Wednesday, September 11, 2013

"high needs" in vs out

tonight, i was talking to a friend about how brady is about 8.5 months old and he's at the point where he's been out about as long as he was in.  i said something like "the strange thing though is that pregnancy was such a breeze and it just flew by and these last eight and a half months have felt like ffffffffoooorrrreeeevvvvvveeeeeerrrrrr."  don't get me wrong, i love my kid, but holy cow, it's been a really, really long 8.5 months."  my friend has a difficult baby like brady so we can relate.  but tonight i just keep thinking about that.  so i finally did the math.  turns out, today exactly, brady is as old as the number of days i was pregnant (well, kinda... the first two weeks of pregnancy are a freebie because the moment you conceive, you're already considered two weeks along... but whatever).  let's be honest here that being pregnant was way easier than actually taking care of a baby.  and i really loved being pregnant so we can also be honest that being pregnant was also frequently more enjoyable than taking care of a baby.  but, still in complete honesty, i anticipate the next 8.5 months to be way more awesome than the previous 17 months... so there.

brady has not been an easy baby at all.  in fact, according to this article about the 12 features of a high needs baby*, brady is as "high needs" as they come.  apparently "high needs" is the politically correct term for that kind of baby.  i read this article and it was as if someone wrote that article specifically about brady.

like this...


Along with their unpredictability, these children show extremes of mood swings.

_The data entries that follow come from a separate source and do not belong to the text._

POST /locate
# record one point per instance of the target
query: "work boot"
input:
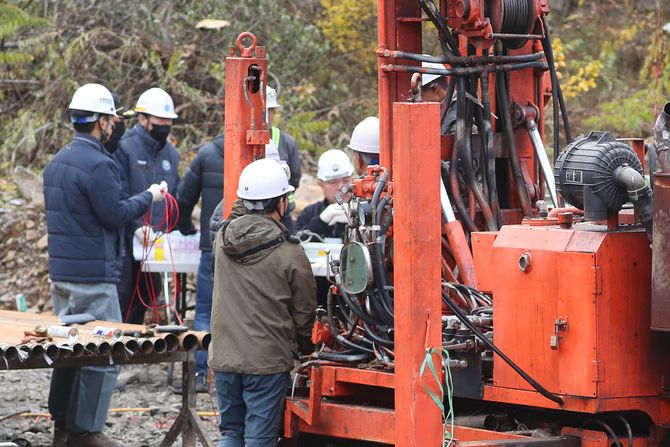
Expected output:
(60, 436)
(94, 439)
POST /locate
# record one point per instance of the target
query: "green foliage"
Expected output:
(609, 54)
(13, 19)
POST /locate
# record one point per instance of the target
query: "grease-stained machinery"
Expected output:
(462, 309)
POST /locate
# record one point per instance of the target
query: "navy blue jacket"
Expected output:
(86, 212)
(143, 161)
(309, 220)
(205, 175)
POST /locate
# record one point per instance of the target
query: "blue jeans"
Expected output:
(203, 305)
(250, 407)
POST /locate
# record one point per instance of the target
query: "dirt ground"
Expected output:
(142, 410)
(23, 269)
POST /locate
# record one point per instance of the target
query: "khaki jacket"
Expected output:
(263, 297)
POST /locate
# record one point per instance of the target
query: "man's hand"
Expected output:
(333, 214)
(158, 191)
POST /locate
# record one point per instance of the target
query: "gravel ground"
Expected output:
(146, 388)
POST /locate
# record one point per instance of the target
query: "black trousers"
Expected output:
(131, 290)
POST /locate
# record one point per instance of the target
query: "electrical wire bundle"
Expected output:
(152, 233)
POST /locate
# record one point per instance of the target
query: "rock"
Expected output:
(30, 185)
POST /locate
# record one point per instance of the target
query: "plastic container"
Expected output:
(63, 332)
(108, 332)
(159, 251)
(21, 303)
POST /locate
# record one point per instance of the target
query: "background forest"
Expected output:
(613, 55)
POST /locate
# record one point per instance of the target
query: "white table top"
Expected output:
(187, 255)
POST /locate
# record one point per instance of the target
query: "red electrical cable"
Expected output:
(167, 224)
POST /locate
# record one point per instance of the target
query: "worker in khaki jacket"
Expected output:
(262, 309)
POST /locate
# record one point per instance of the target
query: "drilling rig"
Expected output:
(462, 309)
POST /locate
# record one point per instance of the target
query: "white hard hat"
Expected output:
(156, 102)
(334, 164)
(94, 98)
(271, 98)
(365, 137)
(427, 78)
(263, 179)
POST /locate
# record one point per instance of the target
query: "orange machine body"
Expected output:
(571, 307)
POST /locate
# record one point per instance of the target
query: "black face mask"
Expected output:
(117, 133)
(104, 136)
(160, 132)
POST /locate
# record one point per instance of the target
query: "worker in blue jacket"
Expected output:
(326, 217)
(203, 177)
(86, 214)
(145, 156)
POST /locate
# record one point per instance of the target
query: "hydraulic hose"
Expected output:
(555, 86)
(376, 338)
(340, 339)
(461, 109)
(469, 60)
(464, 319)
(338, 357)
(464, 143)
(506, 117)
(378, 251)
(490, 159)
(448, 41)
(465, 71)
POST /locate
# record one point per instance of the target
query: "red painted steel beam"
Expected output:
(416, 179)
(245, 129)
(363, 423)
(395, 32)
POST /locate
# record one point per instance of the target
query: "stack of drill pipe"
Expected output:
(12, 325)
(187, 341)
(11, 336)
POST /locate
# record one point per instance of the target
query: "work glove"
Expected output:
(145, 232)
(333, 214)
(158, 191)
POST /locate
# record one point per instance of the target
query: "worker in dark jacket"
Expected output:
(326, 217)
(86, 213)
(145, 157)
(286, 145)
(204, 176)
(263, 309)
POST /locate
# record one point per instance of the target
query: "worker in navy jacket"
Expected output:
(145, 156)
(203, 177)
(326, 217)
(86, 212)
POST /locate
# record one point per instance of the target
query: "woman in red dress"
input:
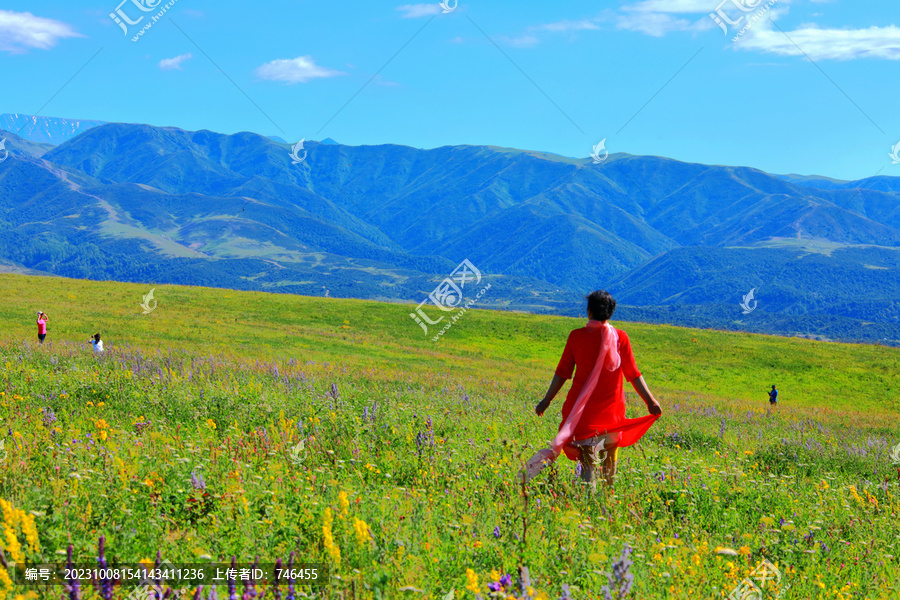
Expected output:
(593, 415)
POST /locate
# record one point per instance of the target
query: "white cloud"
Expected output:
(825, 44)
(168, 64)
(656, 24)
(21, 31)
(673, 6)
(414, 11)
(294, 70)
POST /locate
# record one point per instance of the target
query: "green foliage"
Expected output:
(421, 442)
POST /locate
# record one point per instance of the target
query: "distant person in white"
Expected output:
(96, 343)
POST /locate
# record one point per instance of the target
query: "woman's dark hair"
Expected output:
(601, 305)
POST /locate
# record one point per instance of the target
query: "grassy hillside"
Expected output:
(243, 424)
(513, 348)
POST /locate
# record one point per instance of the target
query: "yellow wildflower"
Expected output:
(333, 551)
(471, 581)
(362, 531)
(12, 544)
(30, 531)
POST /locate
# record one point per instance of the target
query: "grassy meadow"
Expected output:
(244, 424)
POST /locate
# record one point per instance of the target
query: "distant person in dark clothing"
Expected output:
(42, 326)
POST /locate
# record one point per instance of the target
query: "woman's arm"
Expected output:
(555, 385)
(640, 386)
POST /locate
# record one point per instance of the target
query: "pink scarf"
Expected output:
(608, 357)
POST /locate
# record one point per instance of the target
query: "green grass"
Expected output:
(231, 382)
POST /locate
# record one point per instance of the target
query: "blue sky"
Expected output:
(810, 88)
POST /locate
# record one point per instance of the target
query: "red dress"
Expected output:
(605, 409)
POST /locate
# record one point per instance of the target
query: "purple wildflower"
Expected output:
(49, 418)
(291, 595)
(621, 579)
(276, 593)
(232, 594)
(197, 481)
(106, 590)
(72, 585)
(524, 581)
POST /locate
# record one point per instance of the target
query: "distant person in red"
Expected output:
(42, 326)
(593, 415)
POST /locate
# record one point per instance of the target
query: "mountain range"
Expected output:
(675, 242)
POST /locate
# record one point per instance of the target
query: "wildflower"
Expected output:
(362, 531)
(333, 551)
(48, 418)
(197, 481)
(471, 581)
(621, 579)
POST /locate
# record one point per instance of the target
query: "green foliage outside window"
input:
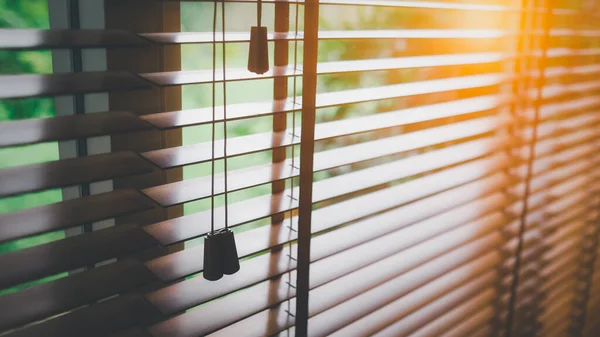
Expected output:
(26, 14)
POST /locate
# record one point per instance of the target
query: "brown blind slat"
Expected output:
(40, 130)
(32, 39)
(70, 213)
(51, 298)
(68, 172)
(36, 262)
(22, 86)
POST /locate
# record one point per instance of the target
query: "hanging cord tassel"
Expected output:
(231, 263)
(212, 242)
(258, 56)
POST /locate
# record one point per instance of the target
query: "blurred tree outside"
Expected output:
(27, 14)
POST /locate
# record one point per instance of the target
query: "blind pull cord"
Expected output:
(293, 230)
(258, 55)
(220, 252)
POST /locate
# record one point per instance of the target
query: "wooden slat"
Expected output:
(38, 130)
(207, 37)
(170, 269)
(126, 311)
(22, 86)
(194, 189)
(71, 292)
(171, 78)
(199, 153)
(408, 89)
(236, 307)
(70, 213)
(180, 264)
(68, 172)
(181, 118)
(35, 39)
(36, 262)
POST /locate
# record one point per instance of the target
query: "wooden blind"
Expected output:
(432, 172)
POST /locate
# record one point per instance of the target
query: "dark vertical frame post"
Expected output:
(280, 88)
(307, 148)
(79, 99)
(537, 104)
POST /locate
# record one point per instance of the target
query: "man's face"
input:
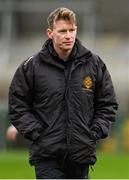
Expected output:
(63, 35)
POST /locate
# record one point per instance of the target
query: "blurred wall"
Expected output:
(102, 26)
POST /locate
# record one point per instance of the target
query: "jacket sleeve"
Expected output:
(20, 102)
(104, 102)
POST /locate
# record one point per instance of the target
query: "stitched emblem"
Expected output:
(87, 82)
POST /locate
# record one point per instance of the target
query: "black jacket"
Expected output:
(62, 107)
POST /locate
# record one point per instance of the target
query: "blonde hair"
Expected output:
(61, 13)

When happy, they are a joy to be around; they are master charmers and people pleasers. When angry, they let everyone around them feel the heat.  
"When he is happy, he is the happiest baby around, but when he is angry he is the worst baby around. He is still that way, sunshine and smiles, anger and daggers. He has no middle emotion." 
The child's unpredictability makes your day unpredictable. Do you take him shopping and risk a mega tantrum when his first grocery grabs are thwarted, or will this be a day when he is the model shopping cart baby, charming everyone at the checkout counter?

i mean seriously!  how many times have i called him bipolar?!  that's why!  he only knows the two extremes of emotion.  i've always said "he's never just quiet, he's only laughing or crying.  thankfully, this is not the case anymore.  well... not as much.  he's still very much bipolar (although thankfully the percentages have shifted and he's now happy and laughing far more than he's fussy and crying) but he's really evened out into a pretty well adjusted kid!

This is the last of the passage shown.